# Will Not Start



## FreedomRocks (Oct 15, 2004)

Hi To all, I have a Concrete Cut saw, that will not start, the carb is rebuilt, and clean, all the spark is there, and the compression is there.

I go so far as to put ether in the chamber, and with the spark plug in, it wont even fire at all...NOTHING!

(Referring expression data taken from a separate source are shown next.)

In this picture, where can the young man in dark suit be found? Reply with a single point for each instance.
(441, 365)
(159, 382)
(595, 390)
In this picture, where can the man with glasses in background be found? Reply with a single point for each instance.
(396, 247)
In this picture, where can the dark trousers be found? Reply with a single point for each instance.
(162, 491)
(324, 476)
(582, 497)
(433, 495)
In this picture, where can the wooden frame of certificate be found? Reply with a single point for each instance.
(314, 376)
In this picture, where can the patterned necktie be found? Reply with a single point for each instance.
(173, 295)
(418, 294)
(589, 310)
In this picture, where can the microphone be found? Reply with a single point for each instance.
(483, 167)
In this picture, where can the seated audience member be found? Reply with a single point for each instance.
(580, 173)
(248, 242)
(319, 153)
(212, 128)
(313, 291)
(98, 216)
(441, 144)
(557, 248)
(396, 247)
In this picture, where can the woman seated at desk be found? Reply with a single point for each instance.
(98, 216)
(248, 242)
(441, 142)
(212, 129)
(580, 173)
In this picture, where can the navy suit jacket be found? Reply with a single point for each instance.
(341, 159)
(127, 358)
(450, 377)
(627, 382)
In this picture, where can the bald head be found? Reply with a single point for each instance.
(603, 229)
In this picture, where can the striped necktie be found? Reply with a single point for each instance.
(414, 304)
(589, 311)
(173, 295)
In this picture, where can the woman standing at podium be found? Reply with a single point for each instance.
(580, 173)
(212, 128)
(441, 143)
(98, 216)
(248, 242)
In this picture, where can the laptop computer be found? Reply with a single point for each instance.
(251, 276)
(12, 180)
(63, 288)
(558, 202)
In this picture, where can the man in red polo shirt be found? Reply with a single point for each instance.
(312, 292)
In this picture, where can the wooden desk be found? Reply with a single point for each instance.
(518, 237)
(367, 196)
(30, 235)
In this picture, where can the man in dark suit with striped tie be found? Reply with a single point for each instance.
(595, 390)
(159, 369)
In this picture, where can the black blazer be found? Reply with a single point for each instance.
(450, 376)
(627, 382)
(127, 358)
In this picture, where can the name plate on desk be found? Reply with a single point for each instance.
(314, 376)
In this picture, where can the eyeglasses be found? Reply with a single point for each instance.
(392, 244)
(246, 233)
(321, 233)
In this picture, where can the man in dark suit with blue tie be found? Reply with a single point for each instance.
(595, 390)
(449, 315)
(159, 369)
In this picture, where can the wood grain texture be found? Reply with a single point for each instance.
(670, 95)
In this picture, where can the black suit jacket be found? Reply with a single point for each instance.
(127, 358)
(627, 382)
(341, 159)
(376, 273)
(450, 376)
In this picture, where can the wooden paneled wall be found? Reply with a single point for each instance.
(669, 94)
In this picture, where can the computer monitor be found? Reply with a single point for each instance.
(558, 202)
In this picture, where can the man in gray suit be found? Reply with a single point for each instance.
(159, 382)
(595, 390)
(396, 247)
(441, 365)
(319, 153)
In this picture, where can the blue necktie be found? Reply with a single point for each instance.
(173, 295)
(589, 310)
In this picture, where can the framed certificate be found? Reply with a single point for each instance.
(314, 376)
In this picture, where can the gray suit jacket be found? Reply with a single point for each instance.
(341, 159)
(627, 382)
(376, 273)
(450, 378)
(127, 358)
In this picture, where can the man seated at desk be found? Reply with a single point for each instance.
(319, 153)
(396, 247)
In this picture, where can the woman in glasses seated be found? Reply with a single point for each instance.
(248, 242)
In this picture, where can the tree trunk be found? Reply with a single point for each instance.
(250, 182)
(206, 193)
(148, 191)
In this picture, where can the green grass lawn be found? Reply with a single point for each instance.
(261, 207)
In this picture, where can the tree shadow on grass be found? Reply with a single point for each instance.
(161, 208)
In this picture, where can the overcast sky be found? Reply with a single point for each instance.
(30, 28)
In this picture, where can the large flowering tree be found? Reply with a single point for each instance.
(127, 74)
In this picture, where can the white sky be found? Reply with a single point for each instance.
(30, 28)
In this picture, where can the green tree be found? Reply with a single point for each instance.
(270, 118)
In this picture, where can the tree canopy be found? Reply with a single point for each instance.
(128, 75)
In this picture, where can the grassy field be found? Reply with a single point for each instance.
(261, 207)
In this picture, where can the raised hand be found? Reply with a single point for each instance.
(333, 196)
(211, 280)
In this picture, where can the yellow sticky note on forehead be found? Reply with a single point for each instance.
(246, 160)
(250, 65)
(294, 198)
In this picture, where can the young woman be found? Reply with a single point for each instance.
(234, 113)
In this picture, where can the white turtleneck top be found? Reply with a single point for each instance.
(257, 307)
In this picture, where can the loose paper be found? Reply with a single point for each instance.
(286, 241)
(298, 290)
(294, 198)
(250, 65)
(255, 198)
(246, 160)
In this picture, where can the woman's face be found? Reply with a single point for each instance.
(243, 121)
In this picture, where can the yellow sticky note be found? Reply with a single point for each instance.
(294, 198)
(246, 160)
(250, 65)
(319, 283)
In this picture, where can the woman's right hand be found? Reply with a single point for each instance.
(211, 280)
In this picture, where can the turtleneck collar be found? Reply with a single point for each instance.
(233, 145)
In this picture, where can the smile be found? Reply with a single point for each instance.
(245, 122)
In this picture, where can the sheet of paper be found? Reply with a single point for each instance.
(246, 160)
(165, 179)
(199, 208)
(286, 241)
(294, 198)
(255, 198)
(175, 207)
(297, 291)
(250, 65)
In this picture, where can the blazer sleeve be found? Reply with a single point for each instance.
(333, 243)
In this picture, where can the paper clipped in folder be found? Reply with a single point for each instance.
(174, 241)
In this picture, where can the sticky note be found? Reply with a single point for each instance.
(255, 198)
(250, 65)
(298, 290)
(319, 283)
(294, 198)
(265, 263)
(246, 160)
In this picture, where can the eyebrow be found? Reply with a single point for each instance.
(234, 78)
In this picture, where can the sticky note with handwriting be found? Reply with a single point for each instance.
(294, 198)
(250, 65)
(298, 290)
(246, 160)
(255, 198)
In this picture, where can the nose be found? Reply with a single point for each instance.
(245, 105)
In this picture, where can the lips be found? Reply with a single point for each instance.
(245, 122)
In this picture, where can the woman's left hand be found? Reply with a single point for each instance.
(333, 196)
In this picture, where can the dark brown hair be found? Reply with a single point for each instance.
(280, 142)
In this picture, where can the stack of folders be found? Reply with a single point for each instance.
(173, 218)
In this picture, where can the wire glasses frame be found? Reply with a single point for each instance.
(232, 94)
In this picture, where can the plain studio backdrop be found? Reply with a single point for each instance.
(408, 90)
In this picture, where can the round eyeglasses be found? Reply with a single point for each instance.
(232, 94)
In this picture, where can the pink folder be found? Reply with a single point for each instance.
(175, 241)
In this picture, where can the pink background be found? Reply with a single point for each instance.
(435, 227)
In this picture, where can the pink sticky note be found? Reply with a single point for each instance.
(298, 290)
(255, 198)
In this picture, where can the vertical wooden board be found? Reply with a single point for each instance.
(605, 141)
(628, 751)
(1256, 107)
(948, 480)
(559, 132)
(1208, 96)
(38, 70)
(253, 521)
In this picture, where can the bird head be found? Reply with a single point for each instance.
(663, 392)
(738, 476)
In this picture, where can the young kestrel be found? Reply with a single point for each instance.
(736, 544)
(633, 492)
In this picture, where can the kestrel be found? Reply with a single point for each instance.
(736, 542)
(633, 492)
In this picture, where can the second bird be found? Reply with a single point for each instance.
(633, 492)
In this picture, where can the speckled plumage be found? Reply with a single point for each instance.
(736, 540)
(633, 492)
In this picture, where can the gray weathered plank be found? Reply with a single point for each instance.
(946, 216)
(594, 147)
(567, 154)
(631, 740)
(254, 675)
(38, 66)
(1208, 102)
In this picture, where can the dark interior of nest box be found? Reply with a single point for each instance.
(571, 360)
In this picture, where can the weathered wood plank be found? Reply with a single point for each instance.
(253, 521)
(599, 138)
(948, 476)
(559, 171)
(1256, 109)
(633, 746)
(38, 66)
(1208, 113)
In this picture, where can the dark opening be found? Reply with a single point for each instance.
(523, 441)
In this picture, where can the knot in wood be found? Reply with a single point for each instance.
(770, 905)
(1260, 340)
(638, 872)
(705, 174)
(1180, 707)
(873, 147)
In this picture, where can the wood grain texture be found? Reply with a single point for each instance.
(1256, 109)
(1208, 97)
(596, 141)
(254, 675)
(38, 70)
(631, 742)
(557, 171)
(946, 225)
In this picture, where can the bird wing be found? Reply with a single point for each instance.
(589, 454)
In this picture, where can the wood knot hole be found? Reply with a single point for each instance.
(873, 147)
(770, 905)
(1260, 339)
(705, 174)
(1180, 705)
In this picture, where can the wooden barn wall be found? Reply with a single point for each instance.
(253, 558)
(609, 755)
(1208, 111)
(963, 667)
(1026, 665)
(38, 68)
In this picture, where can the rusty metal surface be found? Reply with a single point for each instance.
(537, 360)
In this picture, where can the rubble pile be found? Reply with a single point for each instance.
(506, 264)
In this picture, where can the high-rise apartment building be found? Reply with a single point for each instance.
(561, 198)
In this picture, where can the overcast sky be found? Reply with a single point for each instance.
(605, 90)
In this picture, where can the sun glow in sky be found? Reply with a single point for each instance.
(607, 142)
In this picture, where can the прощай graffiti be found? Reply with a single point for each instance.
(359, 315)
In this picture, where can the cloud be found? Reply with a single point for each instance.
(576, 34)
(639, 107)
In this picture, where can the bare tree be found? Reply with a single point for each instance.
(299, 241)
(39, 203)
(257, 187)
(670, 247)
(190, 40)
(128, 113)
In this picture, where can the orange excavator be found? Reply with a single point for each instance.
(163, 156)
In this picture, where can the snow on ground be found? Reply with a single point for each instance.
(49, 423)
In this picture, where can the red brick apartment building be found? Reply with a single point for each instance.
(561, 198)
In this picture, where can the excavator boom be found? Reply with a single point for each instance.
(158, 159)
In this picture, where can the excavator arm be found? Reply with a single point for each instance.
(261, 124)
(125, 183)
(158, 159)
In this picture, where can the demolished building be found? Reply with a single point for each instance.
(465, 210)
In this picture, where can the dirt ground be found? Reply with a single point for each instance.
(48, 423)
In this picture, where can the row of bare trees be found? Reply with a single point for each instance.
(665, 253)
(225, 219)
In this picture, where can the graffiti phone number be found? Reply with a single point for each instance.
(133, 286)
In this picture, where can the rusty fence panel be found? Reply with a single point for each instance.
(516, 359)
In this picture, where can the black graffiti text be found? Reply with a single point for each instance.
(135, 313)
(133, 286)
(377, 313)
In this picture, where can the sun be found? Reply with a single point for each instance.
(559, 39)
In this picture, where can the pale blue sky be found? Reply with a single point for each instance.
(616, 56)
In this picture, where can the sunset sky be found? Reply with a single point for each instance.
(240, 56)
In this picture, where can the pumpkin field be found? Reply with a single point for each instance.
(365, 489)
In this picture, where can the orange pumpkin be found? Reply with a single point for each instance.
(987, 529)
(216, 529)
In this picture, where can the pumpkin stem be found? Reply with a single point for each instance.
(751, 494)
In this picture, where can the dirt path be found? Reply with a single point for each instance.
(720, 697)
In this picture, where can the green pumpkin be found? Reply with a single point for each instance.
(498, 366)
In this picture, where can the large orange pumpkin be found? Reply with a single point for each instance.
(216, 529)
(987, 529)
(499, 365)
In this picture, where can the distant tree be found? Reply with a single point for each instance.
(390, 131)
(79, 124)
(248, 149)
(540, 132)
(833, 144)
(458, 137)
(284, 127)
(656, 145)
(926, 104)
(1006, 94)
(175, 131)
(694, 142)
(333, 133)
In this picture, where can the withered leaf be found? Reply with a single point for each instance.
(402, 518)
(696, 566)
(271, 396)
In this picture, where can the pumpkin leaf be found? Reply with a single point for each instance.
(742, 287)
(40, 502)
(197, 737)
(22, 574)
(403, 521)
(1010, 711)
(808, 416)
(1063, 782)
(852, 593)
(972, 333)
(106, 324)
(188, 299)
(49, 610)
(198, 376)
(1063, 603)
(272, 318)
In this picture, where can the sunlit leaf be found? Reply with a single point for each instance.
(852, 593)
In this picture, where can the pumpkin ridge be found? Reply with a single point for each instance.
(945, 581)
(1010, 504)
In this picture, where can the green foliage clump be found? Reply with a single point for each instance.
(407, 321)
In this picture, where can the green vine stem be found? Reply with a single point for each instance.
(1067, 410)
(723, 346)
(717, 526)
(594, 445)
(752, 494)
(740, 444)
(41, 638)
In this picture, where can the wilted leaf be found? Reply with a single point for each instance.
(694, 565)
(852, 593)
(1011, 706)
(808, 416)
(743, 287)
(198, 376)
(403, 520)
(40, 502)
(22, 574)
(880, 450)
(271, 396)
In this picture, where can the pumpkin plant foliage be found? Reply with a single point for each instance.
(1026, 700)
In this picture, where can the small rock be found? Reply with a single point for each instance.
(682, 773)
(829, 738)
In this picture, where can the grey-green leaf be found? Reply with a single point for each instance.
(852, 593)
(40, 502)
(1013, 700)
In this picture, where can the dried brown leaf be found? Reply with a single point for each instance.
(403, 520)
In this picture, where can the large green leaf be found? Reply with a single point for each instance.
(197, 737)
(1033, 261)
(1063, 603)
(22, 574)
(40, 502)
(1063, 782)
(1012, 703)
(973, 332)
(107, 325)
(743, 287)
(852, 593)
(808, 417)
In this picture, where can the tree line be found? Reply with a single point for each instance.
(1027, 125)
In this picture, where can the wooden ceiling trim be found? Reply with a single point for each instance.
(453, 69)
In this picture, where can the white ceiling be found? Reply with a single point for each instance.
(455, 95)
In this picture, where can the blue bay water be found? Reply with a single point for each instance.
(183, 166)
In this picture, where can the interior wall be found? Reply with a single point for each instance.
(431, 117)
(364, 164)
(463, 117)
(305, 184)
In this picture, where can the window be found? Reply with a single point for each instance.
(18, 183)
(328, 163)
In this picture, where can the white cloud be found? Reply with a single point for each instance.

You would think with compression, and ether, and spark You would get a bang of some kind > ?

Help anyone > ?

Thanks


----------



## hankster (Jan 1, 1998)

Could be two areas to look at. First would be a sheared flywheel key or much less likely a twisted crank. Next would be an air leak in the crankcase.


----------



## snoman (Feb 13, 2004)

FreedomRocks
Another thing that you can check is the sparkplug itself. I've seen Champion plugs spark excellently when out of the motor but as soon as they are in the head and under compression, they crap out.

snoman


----------



## FreedomRocks (Oct 15, 2004)

Thanks again, I have tried to pull the flywheel, thinking it could be the key (timing) but cannot get a wheel puller in there, I am going to take a die grinder to a part of the housing, in order to be able to do just that. 
Also I have grounded out the spark plug while it was out of the chamber. It did spark under that test also.

Thanks 
Free


----------